In this study, we assumed all requested kits were delivered to the patients but, since proof of delivery was not recorded, we do not know how many of the sampling kits were actually received. The number of kits lost in transit would be expected to be minimal. However, since the service was free, a number of online requests for the sampling kits may have not been genuine and may have used false delivery addresses, which would likely have resulted in the unwitting recipient disposing of the kit.

The study also only focused on whether or not the kits were returned, and did not consider the quality or quantity of the samples themselves. As such, it is likely that a proportion of those kits returned contained incomplete or inadequate specimens on which the full range of STI and HIV sampling could not be performed. Further assessment of the factors associated with the return of incomplete samples may have yielded useful results. However, anonymised data relating to the samples were not available, hence this was outside the scope of this service evaluation.

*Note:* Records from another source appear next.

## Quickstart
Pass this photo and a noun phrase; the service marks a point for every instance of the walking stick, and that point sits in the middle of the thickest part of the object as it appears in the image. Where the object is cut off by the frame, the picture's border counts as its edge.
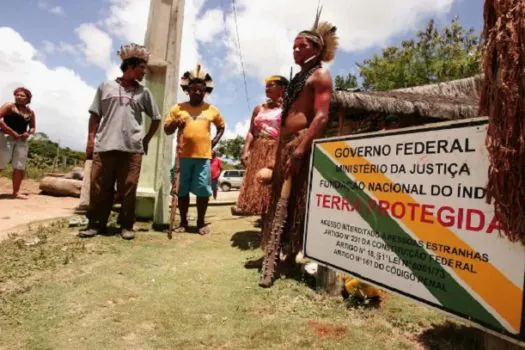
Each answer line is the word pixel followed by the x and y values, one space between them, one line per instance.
pixel 273 248
pixel 175 187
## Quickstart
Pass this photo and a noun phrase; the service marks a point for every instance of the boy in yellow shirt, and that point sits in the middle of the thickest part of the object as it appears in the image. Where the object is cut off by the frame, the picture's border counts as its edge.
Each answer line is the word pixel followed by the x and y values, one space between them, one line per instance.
pixel 194 119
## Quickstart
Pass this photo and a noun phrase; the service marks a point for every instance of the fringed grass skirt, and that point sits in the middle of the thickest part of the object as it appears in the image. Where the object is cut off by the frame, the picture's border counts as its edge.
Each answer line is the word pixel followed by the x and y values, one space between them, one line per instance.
pixel 254 198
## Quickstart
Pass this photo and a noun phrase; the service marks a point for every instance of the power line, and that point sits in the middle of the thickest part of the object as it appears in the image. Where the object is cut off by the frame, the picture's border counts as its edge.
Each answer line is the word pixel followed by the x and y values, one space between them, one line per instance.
pixel 240 56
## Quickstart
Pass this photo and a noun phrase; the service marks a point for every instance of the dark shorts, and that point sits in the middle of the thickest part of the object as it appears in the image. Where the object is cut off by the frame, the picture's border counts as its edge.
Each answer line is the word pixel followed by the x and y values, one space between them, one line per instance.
pixel 195 177
pixel 214 184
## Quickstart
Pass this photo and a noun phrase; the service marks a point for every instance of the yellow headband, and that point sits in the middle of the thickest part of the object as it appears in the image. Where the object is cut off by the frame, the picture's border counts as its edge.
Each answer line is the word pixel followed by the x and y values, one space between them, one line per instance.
pixel 276 78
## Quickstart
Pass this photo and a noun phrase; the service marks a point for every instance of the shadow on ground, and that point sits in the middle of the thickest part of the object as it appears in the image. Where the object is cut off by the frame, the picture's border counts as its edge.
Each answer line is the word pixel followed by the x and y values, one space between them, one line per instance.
pixel 451 336
pixel 246 240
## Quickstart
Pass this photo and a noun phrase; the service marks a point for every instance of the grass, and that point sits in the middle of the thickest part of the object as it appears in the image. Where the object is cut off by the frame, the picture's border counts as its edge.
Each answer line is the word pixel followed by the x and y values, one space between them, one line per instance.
pixel 60 292
pixel 33 172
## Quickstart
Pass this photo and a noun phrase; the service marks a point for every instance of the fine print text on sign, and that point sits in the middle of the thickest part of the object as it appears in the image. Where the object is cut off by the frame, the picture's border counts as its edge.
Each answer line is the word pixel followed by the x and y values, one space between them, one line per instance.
pixel 406 210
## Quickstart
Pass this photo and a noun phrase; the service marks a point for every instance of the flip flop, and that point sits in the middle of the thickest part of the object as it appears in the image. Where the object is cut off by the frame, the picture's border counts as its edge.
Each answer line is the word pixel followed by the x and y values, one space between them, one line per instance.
pixel 204 230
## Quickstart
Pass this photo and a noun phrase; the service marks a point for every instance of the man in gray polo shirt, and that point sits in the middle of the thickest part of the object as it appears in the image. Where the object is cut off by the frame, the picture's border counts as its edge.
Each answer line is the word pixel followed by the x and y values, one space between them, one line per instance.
pixel 116 142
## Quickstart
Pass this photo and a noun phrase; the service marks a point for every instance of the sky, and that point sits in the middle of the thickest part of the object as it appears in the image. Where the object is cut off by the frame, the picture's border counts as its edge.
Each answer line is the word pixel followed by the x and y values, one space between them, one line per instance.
pixel 63 49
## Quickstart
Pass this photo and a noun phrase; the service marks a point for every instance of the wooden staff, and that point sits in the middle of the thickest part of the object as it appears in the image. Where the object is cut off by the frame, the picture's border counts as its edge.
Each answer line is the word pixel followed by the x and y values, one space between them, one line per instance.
pixel 175 186
pixel 273 248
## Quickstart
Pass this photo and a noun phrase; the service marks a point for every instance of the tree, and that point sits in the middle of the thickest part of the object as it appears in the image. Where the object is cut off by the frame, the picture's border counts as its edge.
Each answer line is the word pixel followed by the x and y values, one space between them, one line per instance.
pixel 348 83
pixel 434 56
pixel 231 148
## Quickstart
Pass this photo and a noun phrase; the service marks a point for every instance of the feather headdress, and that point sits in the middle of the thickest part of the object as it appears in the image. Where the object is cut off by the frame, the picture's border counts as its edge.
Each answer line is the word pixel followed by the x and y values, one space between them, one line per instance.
pixel 324 35
pixel 134 50
pixel 197 75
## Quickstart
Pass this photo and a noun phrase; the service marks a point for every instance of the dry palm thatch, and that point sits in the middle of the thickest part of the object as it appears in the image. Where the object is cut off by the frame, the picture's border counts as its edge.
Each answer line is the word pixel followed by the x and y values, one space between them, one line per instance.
pixel 503 101
pixel 452 100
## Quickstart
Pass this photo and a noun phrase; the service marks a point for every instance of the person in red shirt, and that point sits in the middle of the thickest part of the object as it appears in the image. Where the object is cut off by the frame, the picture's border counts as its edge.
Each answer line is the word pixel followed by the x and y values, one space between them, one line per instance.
pixel 216 167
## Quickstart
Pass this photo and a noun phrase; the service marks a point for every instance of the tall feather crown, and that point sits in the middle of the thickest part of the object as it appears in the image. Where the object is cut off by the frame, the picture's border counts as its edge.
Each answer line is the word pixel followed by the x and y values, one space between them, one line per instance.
pixel 324 35
pixel 197 75
pixel 133 50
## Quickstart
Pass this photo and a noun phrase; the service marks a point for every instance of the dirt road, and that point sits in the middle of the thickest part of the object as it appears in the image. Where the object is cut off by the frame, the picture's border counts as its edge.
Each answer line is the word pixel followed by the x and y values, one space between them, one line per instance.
pixel 15 214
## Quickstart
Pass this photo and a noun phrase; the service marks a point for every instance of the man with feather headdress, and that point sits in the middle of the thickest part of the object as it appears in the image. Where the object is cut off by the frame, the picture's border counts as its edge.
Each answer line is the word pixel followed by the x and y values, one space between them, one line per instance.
pixel 194 119
pixel 304 117
pixel 116 141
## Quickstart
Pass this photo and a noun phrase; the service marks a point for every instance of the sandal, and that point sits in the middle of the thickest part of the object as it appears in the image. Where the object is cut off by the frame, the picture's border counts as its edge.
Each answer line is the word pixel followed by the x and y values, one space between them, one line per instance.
pixel 203 229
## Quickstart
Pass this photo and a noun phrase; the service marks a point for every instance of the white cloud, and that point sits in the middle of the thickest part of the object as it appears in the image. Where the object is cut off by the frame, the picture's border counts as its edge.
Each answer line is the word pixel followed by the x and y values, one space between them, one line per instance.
pixel 128 19
pixel 49 47
pixel 68 48
pixel 267 28
pixel 239 129
pixel 96 46
pixel 61 98
pixel 56 10
pixel 209 25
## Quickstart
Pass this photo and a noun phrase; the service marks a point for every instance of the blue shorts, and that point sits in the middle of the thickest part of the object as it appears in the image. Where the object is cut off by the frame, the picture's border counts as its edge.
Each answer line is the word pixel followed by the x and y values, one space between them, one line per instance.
pixel 195 177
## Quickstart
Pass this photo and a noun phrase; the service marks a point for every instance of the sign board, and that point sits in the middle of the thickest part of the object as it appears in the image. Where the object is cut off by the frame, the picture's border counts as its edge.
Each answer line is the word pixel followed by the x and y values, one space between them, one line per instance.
pixel 406 210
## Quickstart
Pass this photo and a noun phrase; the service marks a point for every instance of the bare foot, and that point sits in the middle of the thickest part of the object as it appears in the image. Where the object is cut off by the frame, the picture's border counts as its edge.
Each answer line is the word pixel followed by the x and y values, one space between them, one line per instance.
pixel 203 229
pixel 19 196
pixel 254 264
pixel 182 228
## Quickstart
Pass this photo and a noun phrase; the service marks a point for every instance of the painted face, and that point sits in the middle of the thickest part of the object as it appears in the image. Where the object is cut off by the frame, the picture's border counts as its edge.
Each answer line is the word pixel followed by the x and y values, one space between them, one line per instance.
pixel 196 91
pixel 274 90
pixel 140 71
pixel 303 49
pixel 21 98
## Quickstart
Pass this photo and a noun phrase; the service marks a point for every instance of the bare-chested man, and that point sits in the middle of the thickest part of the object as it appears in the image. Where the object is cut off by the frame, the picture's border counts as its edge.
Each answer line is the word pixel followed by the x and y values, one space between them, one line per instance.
pixel 305 114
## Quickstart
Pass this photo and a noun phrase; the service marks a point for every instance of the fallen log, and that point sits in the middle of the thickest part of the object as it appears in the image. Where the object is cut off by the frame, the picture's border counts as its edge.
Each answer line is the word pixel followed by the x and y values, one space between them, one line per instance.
pixel 57 186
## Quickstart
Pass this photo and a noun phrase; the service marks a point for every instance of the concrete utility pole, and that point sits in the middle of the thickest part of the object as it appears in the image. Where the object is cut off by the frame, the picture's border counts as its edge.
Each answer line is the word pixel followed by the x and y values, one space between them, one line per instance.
pixel 163 40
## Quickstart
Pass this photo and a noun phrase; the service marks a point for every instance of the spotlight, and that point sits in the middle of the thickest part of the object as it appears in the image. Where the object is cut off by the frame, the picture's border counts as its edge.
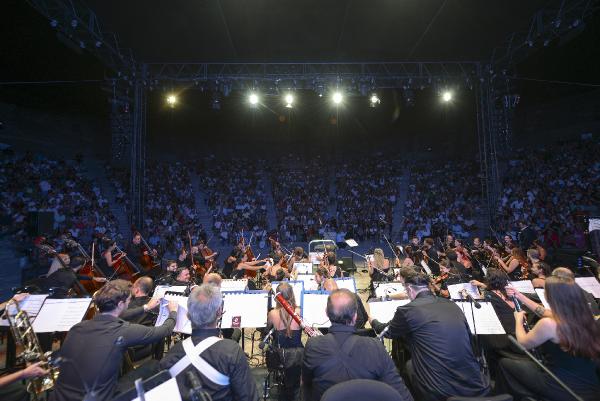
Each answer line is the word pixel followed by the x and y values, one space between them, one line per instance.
pixel 374 100
pixel 172 100
pixel 253 99
pixel 337 98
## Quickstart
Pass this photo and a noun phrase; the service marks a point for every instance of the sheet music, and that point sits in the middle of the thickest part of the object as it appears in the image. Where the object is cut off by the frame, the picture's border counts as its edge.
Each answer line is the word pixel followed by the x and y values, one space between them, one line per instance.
pixel 347 283
pixel 249 309
pixel 314 309
pixel 60 314
pixel 426 267
pixel 32 305
pixel 234 285
pixel 590 284
pixel 351 243
pixel 524 286
pixel 455 290
pixel 298 287
pixel 159 291
pixel 384 311
pixel 303 267
pixel 309 282
pixel 542 295
pixel 486 320
pixel 164 391
pixel 382 289
pixel 183 324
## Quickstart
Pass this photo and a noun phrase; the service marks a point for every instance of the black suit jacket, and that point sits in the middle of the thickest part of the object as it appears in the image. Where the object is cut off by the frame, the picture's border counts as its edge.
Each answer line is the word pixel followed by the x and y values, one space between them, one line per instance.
pixel 366 359
pixel 225 356
pixel 93 353
pixel 438 337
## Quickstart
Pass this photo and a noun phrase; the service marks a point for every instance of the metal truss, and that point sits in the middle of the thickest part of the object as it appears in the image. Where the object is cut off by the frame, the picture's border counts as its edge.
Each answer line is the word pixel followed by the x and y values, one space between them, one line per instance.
pixel 79 24
pixel 562 19
pixel 313 75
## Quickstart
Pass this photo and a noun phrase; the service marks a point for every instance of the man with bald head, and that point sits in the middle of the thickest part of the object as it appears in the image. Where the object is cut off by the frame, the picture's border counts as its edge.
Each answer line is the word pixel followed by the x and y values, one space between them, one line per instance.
pixel 342 355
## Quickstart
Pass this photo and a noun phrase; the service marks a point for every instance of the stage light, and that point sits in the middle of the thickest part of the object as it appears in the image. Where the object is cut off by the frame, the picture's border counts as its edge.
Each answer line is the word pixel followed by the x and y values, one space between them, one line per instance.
pixel 172 100
pixel 253 99
pixel 337 98
pixel 374 100
pixel 289 100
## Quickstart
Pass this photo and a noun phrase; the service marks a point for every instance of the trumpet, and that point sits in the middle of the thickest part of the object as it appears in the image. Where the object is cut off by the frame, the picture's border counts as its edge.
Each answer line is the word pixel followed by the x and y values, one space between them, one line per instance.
pixel 24 335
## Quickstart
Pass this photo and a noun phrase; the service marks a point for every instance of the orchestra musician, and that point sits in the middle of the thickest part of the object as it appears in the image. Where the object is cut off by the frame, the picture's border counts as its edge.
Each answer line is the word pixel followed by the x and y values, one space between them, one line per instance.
pixel 107 263
pixel 96 347
pixel 517 266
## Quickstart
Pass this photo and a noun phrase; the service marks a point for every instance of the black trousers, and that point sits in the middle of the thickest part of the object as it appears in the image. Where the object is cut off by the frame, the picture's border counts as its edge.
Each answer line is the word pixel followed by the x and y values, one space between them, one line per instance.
pixel 523 378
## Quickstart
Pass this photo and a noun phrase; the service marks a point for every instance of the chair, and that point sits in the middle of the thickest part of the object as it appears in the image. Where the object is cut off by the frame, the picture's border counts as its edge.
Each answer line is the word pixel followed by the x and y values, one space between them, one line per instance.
pixel 361 389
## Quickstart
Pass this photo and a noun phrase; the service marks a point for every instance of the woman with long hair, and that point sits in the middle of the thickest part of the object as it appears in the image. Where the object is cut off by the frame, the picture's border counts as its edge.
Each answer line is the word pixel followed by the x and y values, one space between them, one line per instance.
pixel 289 334
pixel 569 337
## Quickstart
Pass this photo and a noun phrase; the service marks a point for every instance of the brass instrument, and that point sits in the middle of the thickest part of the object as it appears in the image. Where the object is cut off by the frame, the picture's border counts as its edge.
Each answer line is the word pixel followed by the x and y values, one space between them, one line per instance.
pixel 24 335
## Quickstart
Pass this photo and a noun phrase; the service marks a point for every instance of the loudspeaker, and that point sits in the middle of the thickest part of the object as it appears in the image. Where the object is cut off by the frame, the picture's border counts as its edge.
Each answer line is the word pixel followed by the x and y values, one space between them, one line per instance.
pixel 40 223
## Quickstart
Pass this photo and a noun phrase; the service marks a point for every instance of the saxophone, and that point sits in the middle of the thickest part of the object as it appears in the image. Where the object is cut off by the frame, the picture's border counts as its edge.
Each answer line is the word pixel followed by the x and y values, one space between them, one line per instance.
pixel 310 331
pixel 24 335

Home sampling for STI and HIV testing is rapidly becoming a standard of care. Return of samples for testing is crucial for the success of the service. We identified a number of factors that were associated with non-return of the sampling kits. Further research into the subgroups of patients with the lowest return rates may identify the reasons behind this and changes to the service that could improve the rate of return and, hence, the effectiveness of the programme.

Table 3

Multivariable analysis of return of samples

	ORadj (95% CI)	p Value
Kit type*		<0.001
Female-design A	–	–
Female-design B	0.96 (0.74 to 1.24)	0.736
Male STI	0.63 (0.55 to 0.72)	<0.001
MSM STI	1.06 (0.86 to 1.30)	0.593
Place of delivery		<0.001
Home	–	–
Clinic	0.84 (0.71 to 1.00)	0.048
Pharmacy	0.53 (0.44 to 0.63)	<0.001
Any symptoms reported	0.77 (0.67 to 0.89)	<0.001
2015 IMD rank (x10 000)†	1.08 (1.01 to 1.15)	0.029

Results are from a multivariable binary logistic regression model, using a forwards stepwise approach. All factors in table 2a,b were considered for inclusion, as well as patient age. The questions regarding sexual infections, symptoms and statements about sexual and drug history were dichotomised into yes/no responses. The 10 transgender respondents and the 39 cases where the IMD was not available were excluded. Bold p values are significant at p<0.05.

*Female-design B is for respondents reporting a history of receptive anal sex.

†The OR represents the increase in the odds of sample return associated with an increase of 10 000 ranks of the IMD.

IMD, Index of Multiple Deprivation Score; MSM, men who have sex with men; ORadj, adjusted odds ratio; STI, sexually transmitted infection.